# 03_ML_Risk_Prediction

In [0]:
# ============================================
# 03_ML_Risk_Prediction.ipynb
# --------------------------------------------
# Purpose:
#   Train an ML model to predict fraud risk
#   probabilities using cost-aware features.
#
# ML Principles:
#   - Interpretable model
#   - Proper validation
#   - MLflow tracking
#
# Output:
#   - risk_probabilities table
#   - logged MLflow model
# ============================================

### Configuration & Imports

In [0]:
from pyspark.sql import SparkSession
from pyspark.sql.functions import col

from pyspark.ml.feature import VectorAssembler
from pyspark.ml.classification import LogisticRegression
from pyspark.ml.evaluation import BinaryClassificationEvaluator

import mlflow
import mlflow.spark

In [0]:
spark = SparkSession.getActiveSession()

CATALOG = "cost_aware_capstone"
SCHEMA = "risk_decisioning"

SILVER_TABLE = (
    "cost_aware_capstone.risk_decisioning."
    "silver_cost_aware_features"
)

RISK_TABLE = (
    "cost_aware_capstone.risk_decisioning."
    "ml_risk_predictions"
)

#### Read Silver Feature Table

In [0]:
silver_df = spark.table(SILVER_TABLE)

silver_df.select(
    "case_id",
    "label",
    "behavioral_risk_score",
    "expected_loss_proxy"
).show(5)

### Feature Vector Assembly

In [0]:
feature_cols = [
    "log_transaction_amount",
    "tx_velocity_24h",
    "unusual_location_flag",
    "device_change_flag",
    "account_age_days",
    "behavioral_risk_score",
    "expected_loss_proxy"
]

assembler = VectorAssembler(
    inputCols=feature_cols,
    outputCol="features"
)

data = assembler.transform(silver_df).select(
    "case_id",
    "features",
    col("label").cast("int")
)

#### Train / Test Split

In [0]:
train_df, test_df = data.randomSplit([0.7, 0.3], seed=42)

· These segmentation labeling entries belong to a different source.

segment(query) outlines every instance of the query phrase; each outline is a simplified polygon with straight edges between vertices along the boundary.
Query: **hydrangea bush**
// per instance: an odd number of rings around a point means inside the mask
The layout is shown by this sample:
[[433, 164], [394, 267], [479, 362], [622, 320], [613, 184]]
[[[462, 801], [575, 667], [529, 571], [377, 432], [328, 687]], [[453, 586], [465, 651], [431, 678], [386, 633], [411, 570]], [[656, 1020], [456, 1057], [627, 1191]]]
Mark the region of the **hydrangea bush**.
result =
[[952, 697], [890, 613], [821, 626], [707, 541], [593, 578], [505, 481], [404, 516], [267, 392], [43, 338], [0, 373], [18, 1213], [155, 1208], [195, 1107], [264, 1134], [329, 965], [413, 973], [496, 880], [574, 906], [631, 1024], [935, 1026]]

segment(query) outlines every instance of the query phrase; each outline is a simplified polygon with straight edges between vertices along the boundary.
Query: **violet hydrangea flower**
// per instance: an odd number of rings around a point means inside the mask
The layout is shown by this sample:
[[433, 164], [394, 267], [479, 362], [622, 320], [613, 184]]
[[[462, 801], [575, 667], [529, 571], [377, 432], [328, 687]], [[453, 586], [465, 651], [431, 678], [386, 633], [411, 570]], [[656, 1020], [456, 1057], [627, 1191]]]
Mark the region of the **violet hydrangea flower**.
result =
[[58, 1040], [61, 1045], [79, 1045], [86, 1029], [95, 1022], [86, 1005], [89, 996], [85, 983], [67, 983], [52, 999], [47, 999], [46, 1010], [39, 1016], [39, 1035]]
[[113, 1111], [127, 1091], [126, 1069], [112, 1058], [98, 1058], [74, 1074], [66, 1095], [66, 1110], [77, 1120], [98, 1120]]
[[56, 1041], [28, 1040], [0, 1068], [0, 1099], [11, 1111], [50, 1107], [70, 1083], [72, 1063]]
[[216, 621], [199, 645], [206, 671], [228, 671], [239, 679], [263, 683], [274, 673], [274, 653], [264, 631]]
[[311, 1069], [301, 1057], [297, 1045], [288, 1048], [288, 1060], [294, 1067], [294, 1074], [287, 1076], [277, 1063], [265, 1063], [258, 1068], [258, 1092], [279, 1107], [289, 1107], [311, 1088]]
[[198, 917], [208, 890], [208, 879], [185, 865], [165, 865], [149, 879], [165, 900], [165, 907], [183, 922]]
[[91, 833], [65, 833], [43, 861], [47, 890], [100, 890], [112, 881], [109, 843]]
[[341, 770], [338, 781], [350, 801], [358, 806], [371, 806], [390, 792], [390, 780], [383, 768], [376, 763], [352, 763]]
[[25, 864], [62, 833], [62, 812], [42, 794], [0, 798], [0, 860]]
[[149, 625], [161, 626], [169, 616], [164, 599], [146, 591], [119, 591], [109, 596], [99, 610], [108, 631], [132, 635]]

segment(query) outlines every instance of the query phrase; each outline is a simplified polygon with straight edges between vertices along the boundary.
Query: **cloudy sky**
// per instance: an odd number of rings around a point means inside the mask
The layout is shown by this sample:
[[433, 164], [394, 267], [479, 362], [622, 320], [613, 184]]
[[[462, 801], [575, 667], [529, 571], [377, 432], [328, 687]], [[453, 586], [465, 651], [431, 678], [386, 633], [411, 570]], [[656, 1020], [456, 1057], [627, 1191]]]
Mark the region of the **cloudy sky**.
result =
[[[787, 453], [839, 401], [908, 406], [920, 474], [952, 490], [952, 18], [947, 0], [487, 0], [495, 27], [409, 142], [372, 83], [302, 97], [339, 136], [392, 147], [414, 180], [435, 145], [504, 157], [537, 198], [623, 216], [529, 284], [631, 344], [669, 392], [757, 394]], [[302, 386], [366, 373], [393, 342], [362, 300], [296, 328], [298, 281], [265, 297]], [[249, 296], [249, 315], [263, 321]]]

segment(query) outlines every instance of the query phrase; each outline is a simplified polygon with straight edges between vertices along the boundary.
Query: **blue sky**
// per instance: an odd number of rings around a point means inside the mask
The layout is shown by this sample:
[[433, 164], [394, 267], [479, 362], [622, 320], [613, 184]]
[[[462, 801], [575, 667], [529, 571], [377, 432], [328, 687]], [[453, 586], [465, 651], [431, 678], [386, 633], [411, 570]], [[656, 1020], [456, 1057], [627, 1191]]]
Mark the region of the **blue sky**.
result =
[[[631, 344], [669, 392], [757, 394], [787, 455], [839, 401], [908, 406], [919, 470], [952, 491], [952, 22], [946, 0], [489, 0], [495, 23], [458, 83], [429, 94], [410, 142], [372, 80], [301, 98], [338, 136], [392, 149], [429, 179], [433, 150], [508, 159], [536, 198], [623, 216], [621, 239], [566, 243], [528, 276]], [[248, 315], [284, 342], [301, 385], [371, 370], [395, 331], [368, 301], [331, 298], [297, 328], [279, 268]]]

print("Train count:", train_df.count())
print("Test count:", test_df.count())

### Train Interpretable ML Model

In [0]:
lr = LogisticRegression(
    featuresCol="features",
    labelCol="label",
    maxIter=20
)

### MLflow Tracking

In [0]:
%sql
use catalog cost_aware_capstone;
use schema risk_decisioning;

In [0]:
%sql
create volume if not exists mlflow_logs;

In [0]:
mlflow.set_experiment("/Shared/cost_aware_ai_experiment")

with mlflow.start_run(run_name="LogisticRegression_RiskModel"):

    model = lr.fit(train_df)

    predictions = model.transform(test_df)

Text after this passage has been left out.